Adaptive selection and reshaping of the genetic structure of an immune
gene in invasive Lithobates catesbeianus
Abstract
When alien species enter new environments, they face new challenges.
They encounter new predators, parasites, or pathogenic bacteria, which
leads to the rapid evolution of invasive species to adapt to new
habitats, where immune-related genes play a significant role. Lithobates
catesbeianus is one of the worst invasive species in the world; it
rapidly spread worldwide in the 19th century and invaded China in the
1950s. We predicted the possible transmission routes of bullfrogs in
China through microsatellite loci and clustered the populations at
different points. We studied the adaptive selection and drift reshaping
of the genetic structure of an immune genetic major histocompatibility
complex (MHC) in invasive bullfrogs in 23 Chinese invasive populations
(13 island and 10 mainland sites) and two American populations (Kansas
and California). The Chinese bullfrog populations were divided into 6
clusters by microsatellite structure, and the MHC diversity in each
cluster was different.

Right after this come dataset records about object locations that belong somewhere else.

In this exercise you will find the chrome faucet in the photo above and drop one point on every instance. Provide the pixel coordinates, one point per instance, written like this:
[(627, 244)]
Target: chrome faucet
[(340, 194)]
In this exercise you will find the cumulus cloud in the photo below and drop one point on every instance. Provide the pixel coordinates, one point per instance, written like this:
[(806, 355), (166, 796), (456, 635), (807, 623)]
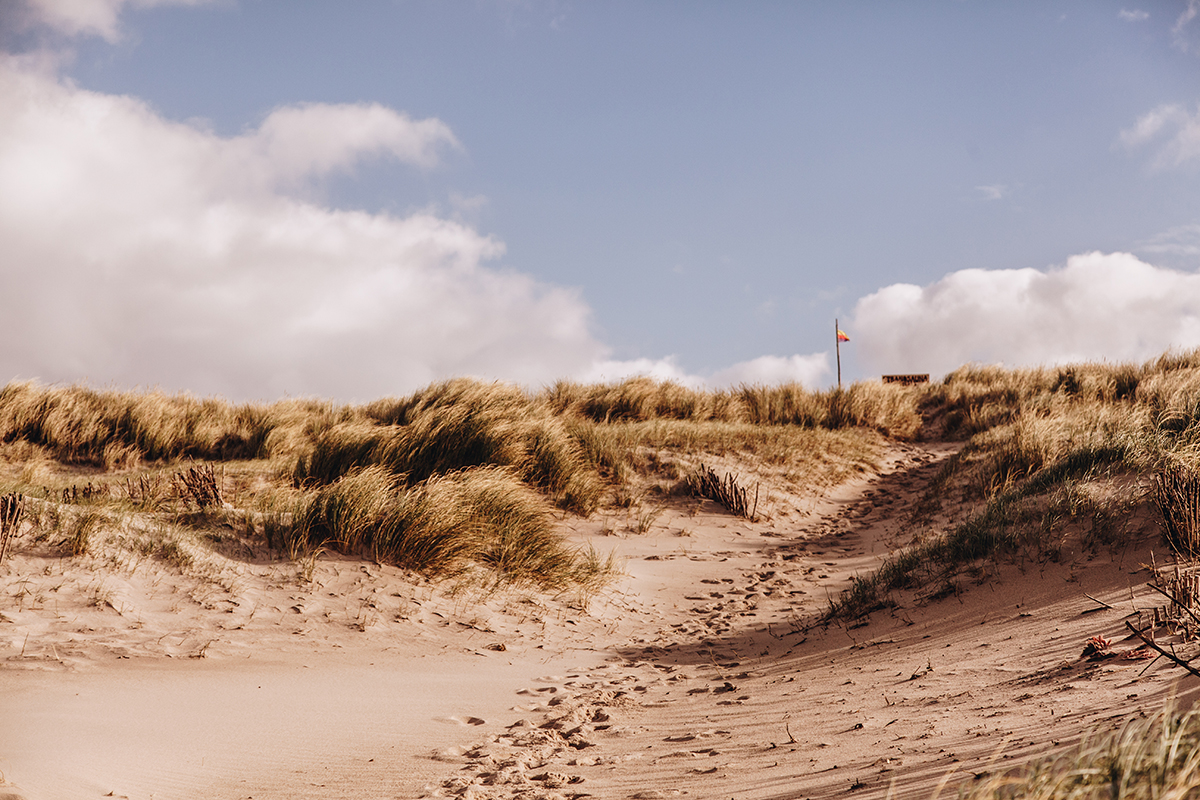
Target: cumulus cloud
[(139, 251), (1182, 23), (87, 17), (993, 192), (811, 371), (1096, 307), (1174, 124)]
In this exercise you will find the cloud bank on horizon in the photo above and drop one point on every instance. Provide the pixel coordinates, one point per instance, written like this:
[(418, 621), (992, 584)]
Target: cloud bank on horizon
[(144, 252), (1097, 307)]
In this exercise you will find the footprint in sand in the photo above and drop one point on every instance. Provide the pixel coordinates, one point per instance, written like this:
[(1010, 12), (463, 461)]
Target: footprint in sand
[(457, 720)]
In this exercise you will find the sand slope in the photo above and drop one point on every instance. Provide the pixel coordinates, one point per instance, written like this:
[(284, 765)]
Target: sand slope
[(696, 674)]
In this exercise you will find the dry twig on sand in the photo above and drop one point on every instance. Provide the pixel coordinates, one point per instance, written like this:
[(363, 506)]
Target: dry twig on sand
[(12, 507), (707, 483)]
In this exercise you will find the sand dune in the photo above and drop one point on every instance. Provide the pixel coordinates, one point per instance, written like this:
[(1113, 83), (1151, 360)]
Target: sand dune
[(697, 673)]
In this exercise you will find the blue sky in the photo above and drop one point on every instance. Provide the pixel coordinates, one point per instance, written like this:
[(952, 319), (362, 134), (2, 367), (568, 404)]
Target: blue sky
[(591, 190)]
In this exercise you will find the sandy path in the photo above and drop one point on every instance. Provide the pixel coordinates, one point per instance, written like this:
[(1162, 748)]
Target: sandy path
[(694, 675)]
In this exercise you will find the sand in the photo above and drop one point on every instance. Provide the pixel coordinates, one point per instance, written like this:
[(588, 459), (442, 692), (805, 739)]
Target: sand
[(695, 674)]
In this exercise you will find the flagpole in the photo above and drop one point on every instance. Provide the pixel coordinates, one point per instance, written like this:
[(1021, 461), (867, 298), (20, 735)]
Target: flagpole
[(837, 340)]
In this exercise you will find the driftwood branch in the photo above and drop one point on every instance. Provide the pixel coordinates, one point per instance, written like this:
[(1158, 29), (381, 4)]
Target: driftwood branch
[(1163, 653)]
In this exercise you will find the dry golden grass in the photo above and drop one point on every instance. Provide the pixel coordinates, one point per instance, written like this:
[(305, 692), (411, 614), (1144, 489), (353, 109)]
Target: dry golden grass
[(1146, 758), (459, 477)]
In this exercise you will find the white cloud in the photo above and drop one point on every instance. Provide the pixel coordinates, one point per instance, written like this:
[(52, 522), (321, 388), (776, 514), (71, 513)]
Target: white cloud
[(813, 371), (1097, 307), (610, 371), (993, 192), (1181, 24), (139, 251), (1182, 132), (88, 17)]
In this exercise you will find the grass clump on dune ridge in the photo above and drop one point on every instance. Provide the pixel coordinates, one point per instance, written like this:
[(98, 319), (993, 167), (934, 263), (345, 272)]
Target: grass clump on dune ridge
[(892, 410), (459, 475), (1146, 758), (443, 527), (1035, 433), (457, 425)]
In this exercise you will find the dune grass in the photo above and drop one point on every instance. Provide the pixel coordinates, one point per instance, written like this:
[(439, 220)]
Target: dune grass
[(1146, 758), (1036, 434), (459, 477)]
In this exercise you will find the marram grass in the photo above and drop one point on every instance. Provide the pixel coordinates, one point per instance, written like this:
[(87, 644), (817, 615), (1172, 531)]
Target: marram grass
[(1147, 758)]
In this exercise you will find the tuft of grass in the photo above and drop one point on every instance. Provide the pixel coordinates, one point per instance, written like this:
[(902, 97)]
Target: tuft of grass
[(705, 482), (443, 527), (1146, 758), (1177, 497), (454, 426)]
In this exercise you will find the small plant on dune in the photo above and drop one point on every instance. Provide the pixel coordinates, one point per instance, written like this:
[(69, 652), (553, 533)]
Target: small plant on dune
[(79, 530), (147, 492), (201, 486), (1177, 497), (12, 509)]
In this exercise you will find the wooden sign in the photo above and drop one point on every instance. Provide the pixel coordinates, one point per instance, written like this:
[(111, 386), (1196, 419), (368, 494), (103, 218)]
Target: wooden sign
[(907, 380)]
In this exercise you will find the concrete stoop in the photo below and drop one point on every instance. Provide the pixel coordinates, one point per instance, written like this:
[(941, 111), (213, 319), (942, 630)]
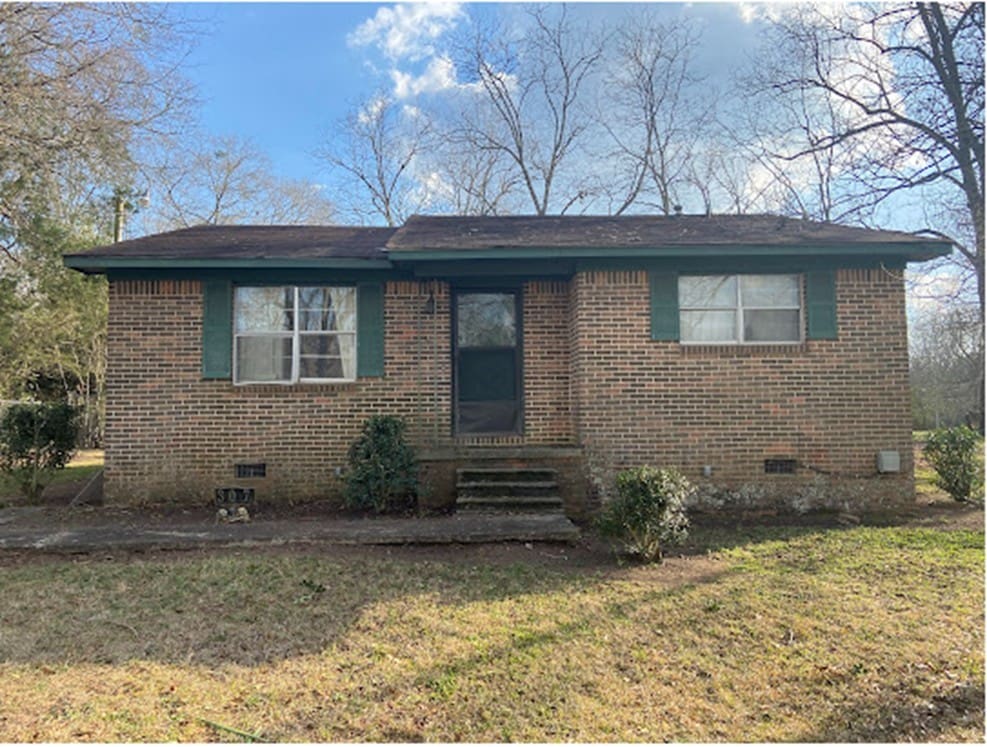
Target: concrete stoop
[(508, 490)]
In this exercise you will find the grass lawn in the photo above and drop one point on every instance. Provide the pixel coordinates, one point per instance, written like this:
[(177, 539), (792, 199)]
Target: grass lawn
[(84, 465), (780, 634)]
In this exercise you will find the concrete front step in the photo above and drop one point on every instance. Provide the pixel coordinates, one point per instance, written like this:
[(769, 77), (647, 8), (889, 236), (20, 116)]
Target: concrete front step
[(512, 504), (495, 488), (504, 474), (508, 490)]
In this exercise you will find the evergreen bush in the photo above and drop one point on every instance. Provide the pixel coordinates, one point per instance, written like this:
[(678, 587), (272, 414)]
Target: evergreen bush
[(648, 512), (383, 472), (953, 453)]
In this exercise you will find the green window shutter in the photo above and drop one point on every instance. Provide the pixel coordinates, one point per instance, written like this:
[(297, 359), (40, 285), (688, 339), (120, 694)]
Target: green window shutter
[(820, 303), (217, 329), (664, 288), (370, 329)]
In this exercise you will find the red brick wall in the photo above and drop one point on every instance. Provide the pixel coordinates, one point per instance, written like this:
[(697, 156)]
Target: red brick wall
[(172, 436), (592, 377), (830, 404), (548, 417)]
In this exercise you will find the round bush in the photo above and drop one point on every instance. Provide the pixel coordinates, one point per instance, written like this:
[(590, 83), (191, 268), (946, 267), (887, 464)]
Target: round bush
[(648, 512), (953, 454)]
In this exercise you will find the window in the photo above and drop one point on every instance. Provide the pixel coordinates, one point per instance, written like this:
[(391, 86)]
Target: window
[(289, 334), (725, 309)]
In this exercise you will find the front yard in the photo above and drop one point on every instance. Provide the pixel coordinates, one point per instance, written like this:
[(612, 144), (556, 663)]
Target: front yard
[(790, 633)]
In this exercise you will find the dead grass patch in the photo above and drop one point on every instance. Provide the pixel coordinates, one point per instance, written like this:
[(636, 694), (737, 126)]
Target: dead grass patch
[(809, 635)]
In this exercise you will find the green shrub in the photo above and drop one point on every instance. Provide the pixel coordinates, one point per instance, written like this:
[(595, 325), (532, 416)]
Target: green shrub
[(648, 512), (383, 473), (953, 454), (36, 440)]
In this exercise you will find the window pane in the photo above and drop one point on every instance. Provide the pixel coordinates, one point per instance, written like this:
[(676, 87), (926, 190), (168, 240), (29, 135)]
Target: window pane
[(709, 326), (327, 309), (485, 319), (771, 326), (707, 291), (263, 358), (769, 290), (327, 356), (264, 309)]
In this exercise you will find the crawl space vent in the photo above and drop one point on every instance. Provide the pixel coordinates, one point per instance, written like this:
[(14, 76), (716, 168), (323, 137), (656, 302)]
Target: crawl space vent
[(251, 470), (779, 466)]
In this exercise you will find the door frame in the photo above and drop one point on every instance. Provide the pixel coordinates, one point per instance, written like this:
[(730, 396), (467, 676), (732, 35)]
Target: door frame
[(517, 290)]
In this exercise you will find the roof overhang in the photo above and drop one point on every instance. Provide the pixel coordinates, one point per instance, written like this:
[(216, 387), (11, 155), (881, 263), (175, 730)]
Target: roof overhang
[(101, 264), (908, 252)]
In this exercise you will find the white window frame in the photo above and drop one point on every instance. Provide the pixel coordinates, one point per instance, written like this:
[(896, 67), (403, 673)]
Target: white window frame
[(739, 309), (295, 336)]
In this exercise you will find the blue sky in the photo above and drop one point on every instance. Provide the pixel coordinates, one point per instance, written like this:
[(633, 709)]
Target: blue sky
[(281, 74)]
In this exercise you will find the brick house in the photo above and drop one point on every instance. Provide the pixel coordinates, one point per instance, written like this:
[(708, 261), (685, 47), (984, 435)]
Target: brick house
[(765, 357)]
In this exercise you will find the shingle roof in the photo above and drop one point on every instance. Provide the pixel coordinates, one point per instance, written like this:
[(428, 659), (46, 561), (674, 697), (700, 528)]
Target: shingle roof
[(422, 233), (254, 242), (516, 237)]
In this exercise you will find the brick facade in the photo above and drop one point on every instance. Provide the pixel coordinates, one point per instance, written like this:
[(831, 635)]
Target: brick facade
[(592, 378), (828, 404), (170, 435)]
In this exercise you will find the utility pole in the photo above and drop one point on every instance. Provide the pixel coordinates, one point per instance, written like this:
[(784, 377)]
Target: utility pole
[(118, 217)]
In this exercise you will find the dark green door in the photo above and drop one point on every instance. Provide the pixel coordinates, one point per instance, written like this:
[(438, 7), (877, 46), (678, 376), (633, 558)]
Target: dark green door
[(487, 362)]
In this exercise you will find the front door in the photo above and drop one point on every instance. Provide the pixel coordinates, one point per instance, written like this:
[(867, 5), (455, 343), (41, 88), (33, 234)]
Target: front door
[(487, 361)]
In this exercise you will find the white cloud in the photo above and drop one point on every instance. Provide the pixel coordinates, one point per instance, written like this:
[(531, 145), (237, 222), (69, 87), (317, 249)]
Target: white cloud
[(439, 75), (407, 31)]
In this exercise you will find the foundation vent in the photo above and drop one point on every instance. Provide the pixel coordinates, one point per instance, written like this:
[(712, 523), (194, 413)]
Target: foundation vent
[(251, 470), (780, 466)]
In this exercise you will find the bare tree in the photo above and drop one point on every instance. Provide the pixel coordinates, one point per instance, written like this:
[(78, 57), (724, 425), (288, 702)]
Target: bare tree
[(229, 180), (947, 364), (908, 83), (529, 110), (375, 149), (654, 116), (82, 87)]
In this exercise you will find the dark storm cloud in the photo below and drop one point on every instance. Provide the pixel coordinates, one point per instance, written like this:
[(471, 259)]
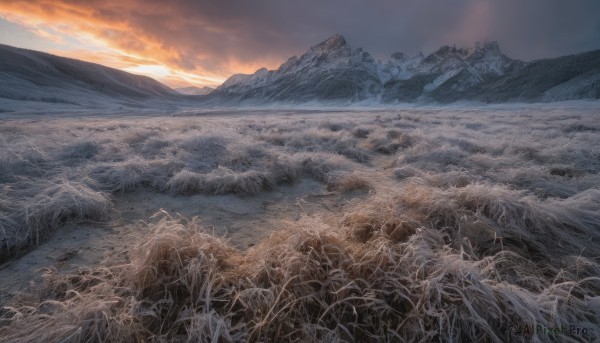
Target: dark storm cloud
[(222, 37)]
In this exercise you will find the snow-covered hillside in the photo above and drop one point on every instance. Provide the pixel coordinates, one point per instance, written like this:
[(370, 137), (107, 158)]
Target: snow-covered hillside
[(34, 76), (193, 90)]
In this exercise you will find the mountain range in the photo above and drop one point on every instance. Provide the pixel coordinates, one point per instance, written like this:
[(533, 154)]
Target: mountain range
[(329, 72), (333, 71)]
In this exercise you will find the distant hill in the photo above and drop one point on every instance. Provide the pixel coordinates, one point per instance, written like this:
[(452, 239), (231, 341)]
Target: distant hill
[(193, 90), (332, 71), (28, 75)]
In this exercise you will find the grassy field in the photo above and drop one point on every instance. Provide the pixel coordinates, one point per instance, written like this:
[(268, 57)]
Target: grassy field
[(439, 224)]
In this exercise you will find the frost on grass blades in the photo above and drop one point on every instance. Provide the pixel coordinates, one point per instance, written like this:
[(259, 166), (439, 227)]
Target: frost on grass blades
[(450, 224)]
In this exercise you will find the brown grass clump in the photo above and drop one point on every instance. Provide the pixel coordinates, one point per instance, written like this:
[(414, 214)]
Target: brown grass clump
[(403, 267), (348, 182)]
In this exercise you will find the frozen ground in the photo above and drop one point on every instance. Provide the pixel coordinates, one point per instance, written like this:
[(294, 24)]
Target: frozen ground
[(390, 224)]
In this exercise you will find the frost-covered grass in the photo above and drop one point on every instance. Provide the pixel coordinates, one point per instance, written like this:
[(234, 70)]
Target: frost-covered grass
[(470, 221)]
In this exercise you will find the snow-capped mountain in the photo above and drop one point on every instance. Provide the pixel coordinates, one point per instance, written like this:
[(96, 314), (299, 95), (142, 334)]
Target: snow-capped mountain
[(331, 70), (193, 90), (27, 75)]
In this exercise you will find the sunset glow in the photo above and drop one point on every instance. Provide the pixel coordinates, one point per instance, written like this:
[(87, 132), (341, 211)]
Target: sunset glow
[(203, 43)]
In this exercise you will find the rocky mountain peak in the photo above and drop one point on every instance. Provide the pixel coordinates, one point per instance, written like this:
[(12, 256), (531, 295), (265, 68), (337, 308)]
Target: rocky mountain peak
[(333, 43), (400, 56)]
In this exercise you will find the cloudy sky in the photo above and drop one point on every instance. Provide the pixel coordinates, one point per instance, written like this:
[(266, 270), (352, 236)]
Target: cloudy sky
[(202, 42)]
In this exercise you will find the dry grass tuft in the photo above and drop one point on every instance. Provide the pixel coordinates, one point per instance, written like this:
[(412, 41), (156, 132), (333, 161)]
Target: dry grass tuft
[(348, 182)]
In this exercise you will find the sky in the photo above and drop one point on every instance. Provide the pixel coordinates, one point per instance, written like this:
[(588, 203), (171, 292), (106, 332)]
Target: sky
[(203, 42)]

The genetic diversity of both microsatellite and
MHC genes decreased due to the bottleneck effect and the rate of
diversity loss at functional and neutral loci, and there was no
significant difference. We found that two MHC alleles were endemic in
Chinese populations, which corresponded to distinct functional
supertypes. We also analyzed the impact of environmental factors and
island effects on the diversity of MHC genes. These results indicate
that rapid evolution plays an important role in maintaining functionally
important MHC variation during the bullfrog invasion process and provide
evidence that low genetic diversity can result in successful invasion.